“But,” she said, turning towards him wickedly, “what if I did it only to excite my revenge; what if I knew it would give me courage to incite my people to carry war into your own homes; to make you of the North feel as I feel, and taste our bitterness?”
“I could easily understand that, too,” he returned, with listless coldness, “although I don't admit that revenge is an unmixed pleasure, even to a woman.”
“A woman!” she repeated indignantly. “There is no sex in a war like this.”
“You are spoiling your flower,” he said quietly. “It is very pretty, and a native one, too; not an invader, or even transplanted. May I look at it?”
She hesitated, half recoiling for an instant, and her hand trembled. Then, suddenly and abruptly she said, with a hysteric little laugh, “Take it, then,” and almost thrust it in his hand.
It certainly was a pretty flower, not unlike a lily in appearance, with a bell-like cup and long anthers covered with a fine pollen, like red dust. As he lifted it to his face, to inhale its perfume, she uttered a slight cry, and snatched it from his hand.

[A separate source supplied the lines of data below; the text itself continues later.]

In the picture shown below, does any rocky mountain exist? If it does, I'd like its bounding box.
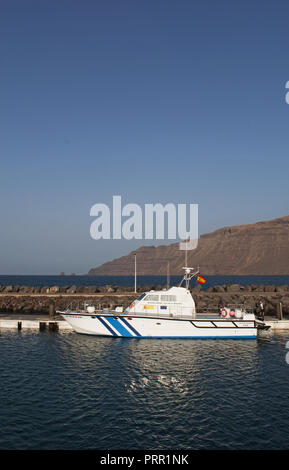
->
[88,216,289,276]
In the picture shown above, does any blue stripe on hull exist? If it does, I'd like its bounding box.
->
[97,317,117,336]
[104,317,133,337]
[120,318,141,337]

“There!” she said, with the same nervous laugh. “I knew you would; I ought to have warned you. The pollen comes off so easily, and leaves a stain. And you've got some on your cheek. Look!” she continued, taking her handkerchief from her pocket and wiping his cheek; “see there!” The delicate cambric showed a blood-red streak.
“It grows in a swamp,” she continued, in the same excited strain; “we call it dragon's teeth,—like the kind that was sown in the story, you know. We children used to find it, and then paint our faces and lips with it. We called it our rouge. I was almost tempted to try it again when I found it just now. It took me back so to the old times.”
Following her odd manner rather than her words, as she turned her face towards him suddenly, Brant was inclined to think that she had tried it already, so scarlet was her cheek. But it presently paled again under his cold scrutiny.
“You must miss the old times,” he said calmly. “I am afraid you found very little of them left, except in these flowers.”